As increasing data volumes have become a given for business over the past 20 years, different technologies have been available to accommodate this growth. In the late 1980s, developers created enterprise business applications to handle the growing business and with it, the growing volume of data. These applications used transactions to manage the different business-related tasks. At this time, computer system main memory was very expensive in comparison to disks. Based on the prices and the trend in prices for memory and disks, IT executives followed the “five minute rule”. The five-minute rules postulated that systems should be equipped with sufficient main memory to hold all data in memory which could be accessed by another transaction within five minutes [Gray1985]. This amount of memory seemed to strike the balance between performance and price.

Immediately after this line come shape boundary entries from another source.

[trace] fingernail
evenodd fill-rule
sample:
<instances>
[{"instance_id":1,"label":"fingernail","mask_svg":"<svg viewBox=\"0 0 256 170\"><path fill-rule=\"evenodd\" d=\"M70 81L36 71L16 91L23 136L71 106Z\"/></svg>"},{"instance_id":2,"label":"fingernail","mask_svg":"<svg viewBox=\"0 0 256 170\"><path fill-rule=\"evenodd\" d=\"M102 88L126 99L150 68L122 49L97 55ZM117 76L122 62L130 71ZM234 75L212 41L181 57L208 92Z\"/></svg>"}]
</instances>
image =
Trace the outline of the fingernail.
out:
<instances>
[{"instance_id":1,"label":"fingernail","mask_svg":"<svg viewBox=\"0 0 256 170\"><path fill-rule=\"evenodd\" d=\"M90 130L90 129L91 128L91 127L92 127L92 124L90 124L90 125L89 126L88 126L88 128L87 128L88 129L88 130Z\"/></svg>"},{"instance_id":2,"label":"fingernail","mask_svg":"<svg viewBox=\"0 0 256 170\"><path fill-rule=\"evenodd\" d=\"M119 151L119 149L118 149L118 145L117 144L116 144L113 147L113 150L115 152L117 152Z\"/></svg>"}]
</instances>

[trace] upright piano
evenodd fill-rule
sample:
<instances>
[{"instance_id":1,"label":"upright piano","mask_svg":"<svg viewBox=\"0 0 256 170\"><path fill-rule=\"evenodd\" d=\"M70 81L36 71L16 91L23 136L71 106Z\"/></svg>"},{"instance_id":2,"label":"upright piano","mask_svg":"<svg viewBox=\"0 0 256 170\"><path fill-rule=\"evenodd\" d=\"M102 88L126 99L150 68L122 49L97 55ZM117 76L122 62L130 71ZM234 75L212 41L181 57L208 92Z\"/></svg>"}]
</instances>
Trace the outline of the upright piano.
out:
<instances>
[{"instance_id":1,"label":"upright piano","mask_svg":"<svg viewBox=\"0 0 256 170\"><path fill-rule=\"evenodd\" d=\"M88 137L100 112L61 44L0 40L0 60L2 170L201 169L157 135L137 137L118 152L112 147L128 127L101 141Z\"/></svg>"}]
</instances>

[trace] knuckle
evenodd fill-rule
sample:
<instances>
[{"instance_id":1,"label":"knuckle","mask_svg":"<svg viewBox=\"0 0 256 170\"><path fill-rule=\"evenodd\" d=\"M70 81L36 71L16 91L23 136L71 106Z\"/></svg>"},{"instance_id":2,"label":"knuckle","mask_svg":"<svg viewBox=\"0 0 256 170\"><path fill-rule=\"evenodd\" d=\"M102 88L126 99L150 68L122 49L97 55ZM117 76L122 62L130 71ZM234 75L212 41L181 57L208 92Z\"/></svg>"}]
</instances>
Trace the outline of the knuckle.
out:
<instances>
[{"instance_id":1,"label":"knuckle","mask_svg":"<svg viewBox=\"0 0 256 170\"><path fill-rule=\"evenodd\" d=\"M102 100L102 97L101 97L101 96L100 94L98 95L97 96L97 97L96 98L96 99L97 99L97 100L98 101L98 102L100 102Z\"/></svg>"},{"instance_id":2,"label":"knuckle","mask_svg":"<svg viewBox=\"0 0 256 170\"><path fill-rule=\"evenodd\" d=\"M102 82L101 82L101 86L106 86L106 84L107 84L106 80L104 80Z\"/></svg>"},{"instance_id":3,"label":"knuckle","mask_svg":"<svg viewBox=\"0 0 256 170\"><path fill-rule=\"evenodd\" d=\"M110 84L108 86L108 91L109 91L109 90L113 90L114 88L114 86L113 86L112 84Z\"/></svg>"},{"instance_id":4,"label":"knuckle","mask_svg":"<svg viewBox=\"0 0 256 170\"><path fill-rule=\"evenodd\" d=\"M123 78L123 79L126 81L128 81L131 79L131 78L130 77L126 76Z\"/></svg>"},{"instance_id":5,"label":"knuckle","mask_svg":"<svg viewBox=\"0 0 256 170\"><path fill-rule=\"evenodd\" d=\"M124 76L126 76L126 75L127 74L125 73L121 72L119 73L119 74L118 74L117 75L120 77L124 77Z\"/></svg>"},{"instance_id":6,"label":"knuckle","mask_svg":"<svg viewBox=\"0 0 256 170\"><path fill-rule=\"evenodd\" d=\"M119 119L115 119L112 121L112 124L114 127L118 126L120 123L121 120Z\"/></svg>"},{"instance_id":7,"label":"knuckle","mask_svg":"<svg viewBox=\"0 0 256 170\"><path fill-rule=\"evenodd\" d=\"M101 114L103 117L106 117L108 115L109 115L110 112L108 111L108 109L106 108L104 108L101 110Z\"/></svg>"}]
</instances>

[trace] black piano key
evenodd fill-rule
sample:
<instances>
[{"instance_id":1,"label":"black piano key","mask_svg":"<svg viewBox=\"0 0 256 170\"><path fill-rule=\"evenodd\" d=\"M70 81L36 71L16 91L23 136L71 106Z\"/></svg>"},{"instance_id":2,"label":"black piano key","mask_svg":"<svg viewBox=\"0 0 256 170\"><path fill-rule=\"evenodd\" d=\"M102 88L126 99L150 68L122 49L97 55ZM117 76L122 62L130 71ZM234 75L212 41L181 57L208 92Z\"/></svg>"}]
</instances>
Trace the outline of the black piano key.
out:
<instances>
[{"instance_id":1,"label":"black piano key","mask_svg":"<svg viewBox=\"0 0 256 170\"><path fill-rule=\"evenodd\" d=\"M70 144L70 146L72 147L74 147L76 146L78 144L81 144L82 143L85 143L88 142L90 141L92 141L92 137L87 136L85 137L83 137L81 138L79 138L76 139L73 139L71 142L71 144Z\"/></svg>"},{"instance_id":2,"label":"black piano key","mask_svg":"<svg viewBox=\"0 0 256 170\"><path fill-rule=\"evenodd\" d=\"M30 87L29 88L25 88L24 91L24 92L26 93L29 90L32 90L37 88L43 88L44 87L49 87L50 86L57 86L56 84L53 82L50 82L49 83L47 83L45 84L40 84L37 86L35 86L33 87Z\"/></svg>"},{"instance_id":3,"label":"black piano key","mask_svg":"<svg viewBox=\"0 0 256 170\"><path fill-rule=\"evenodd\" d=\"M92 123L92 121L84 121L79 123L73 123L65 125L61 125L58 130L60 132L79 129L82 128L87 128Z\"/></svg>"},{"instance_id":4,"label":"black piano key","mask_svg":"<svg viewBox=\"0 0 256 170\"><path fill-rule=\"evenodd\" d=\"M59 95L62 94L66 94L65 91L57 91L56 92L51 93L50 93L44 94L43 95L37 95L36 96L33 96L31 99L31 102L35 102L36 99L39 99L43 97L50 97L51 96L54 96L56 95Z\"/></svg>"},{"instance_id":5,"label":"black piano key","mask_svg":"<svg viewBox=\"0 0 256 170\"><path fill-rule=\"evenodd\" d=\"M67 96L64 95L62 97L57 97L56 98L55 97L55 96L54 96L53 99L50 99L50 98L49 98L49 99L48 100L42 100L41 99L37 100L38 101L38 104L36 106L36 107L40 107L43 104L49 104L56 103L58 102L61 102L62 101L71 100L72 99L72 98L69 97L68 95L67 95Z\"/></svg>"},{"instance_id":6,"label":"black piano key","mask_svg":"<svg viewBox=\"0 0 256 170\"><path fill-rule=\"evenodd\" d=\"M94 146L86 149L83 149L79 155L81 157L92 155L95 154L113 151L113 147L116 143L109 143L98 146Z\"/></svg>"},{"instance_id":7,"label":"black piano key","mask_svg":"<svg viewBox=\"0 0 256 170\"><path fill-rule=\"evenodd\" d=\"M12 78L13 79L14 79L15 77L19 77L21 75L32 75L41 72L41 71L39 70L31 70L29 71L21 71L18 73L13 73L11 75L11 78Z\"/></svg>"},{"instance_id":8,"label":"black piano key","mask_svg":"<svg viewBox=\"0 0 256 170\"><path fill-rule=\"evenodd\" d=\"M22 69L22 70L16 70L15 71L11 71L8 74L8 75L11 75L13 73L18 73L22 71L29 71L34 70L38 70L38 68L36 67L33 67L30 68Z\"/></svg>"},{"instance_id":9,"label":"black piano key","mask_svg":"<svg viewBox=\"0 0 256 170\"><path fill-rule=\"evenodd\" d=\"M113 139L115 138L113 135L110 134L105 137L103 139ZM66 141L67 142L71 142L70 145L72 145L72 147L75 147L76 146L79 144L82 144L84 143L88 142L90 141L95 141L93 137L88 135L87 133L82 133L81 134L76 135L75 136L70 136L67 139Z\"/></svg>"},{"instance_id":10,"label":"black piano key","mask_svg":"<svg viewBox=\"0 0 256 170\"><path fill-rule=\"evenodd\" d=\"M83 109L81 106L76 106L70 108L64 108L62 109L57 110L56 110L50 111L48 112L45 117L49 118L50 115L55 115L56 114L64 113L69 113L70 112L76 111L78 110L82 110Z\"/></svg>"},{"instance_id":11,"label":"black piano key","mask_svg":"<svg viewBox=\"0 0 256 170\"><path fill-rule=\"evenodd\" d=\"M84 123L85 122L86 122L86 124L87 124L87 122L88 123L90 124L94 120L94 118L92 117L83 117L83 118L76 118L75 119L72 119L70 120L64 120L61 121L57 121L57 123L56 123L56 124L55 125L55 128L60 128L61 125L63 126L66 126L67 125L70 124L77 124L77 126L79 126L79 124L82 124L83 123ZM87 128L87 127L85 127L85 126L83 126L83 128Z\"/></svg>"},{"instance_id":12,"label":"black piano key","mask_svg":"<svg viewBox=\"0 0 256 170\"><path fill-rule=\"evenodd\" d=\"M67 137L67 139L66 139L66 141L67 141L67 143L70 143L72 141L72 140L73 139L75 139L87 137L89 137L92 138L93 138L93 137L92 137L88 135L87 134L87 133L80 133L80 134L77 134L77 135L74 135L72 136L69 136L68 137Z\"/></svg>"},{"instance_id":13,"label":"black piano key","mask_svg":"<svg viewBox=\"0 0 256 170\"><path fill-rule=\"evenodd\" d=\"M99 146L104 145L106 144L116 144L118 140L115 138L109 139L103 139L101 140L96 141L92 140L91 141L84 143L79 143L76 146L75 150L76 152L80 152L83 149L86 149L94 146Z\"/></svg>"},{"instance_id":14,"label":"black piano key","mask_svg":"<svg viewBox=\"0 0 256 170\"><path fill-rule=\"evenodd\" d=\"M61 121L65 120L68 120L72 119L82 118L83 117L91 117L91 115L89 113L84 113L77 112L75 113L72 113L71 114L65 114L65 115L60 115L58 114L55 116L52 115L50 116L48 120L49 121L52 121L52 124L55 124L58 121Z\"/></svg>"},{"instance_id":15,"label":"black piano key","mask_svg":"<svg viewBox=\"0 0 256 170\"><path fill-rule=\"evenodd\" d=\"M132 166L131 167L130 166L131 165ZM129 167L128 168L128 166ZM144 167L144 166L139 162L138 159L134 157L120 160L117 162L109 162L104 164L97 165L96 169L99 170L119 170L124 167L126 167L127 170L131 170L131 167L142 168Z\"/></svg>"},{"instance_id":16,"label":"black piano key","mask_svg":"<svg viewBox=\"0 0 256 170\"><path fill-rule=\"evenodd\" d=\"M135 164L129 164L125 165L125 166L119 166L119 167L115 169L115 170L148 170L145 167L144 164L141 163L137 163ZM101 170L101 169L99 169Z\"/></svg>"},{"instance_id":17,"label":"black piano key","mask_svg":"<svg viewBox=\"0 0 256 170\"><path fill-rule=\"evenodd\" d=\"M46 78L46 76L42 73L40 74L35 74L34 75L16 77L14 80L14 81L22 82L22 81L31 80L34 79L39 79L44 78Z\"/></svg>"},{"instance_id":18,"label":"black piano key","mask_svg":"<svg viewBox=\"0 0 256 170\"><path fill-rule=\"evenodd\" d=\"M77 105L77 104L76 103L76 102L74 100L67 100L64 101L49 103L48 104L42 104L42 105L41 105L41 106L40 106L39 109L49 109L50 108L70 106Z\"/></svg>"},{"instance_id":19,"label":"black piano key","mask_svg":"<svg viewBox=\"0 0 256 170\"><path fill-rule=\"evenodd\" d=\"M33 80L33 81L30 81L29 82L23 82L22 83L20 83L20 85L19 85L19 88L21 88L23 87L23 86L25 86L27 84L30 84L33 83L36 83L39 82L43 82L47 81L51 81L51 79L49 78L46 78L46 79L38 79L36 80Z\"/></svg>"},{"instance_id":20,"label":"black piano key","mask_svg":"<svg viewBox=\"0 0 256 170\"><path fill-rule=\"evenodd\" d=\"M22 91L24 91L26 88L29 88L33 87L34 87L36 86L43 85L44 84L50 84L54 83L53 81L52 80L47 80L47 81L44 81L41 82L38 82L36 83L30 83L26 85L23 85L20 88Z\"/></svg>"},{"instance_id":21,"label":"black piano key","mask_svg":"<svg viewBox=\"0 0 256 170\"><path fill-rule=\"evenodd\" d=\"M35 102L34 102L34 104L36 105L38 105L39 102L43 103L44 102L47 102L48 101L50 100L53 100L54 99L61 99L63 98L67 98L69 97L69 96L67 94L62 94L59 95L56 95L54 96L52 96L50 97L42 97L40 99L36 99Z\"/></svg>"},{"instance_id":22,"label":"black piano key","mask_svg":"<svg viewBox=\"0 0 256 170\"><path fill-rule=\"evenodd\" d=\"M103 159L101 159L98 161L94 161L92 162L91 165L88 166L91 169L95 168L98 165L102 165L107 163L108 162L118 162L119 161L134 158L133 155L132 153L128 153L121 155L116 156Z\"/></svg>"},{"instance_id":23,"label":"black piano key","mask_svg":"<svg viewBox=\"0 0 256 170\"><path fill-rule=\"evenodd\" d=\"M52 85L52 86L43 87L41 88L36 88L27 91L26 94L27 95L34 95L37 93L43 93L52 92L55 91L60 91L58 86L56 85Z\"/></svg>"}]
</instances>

Any information that exceeded this limit on main memory would need to be moved from memory to a data store. In order to securely store the data from transactions, relational databases seemed to be the perfect choice at that time. Database systems were designed to quickly store lots of data to a cheaper medium than main memory, namely disks. In this constellation, enterprise resource planning (ERP) applications, which run a continuous stream of business transactions and write data back to databases as it exceeds main memory, can be seen as the “killer application” that enabled the massive success of relational databases. However once stored in a database, it was quite difficult to get backto the data. Running a simple query on top of large sets of data in a relational database could easily run for hours, and could drain the resources otherwise accessible to ERP applications.

In this environment E.F. Codd [Codd1993] suggested a split between transactional and analytic systems – OLTP (online transactional processing) versus OLAP (online analytic processing). Codd set up 12 rules that would define the nature of analytic systems, similar to the 12 rules he had postulated to define relational databases 8 years before. One of the core OLAP rules introduced the need for a “multidimensional conceptual view”. This view is defined by the different dimensions, which define the space of a particular business problem.

As an example, businesses typically analyze sales according to the time, product, and geographic location of sales. The definition of these multidimensional views described the divide between transactional and analytic systems caused by fundamentally different data models: while transactional environments typical run on highly normalized data models to avoid insert anomalies and to save space, analytic environments make use of de-normalized data models providing flexibility to optimize query performance.

This divide between OLTP and OLAP has two substantial issues:

  1. Data needs to be moved.
  2. Inherent to data movement is the need to handle deltas.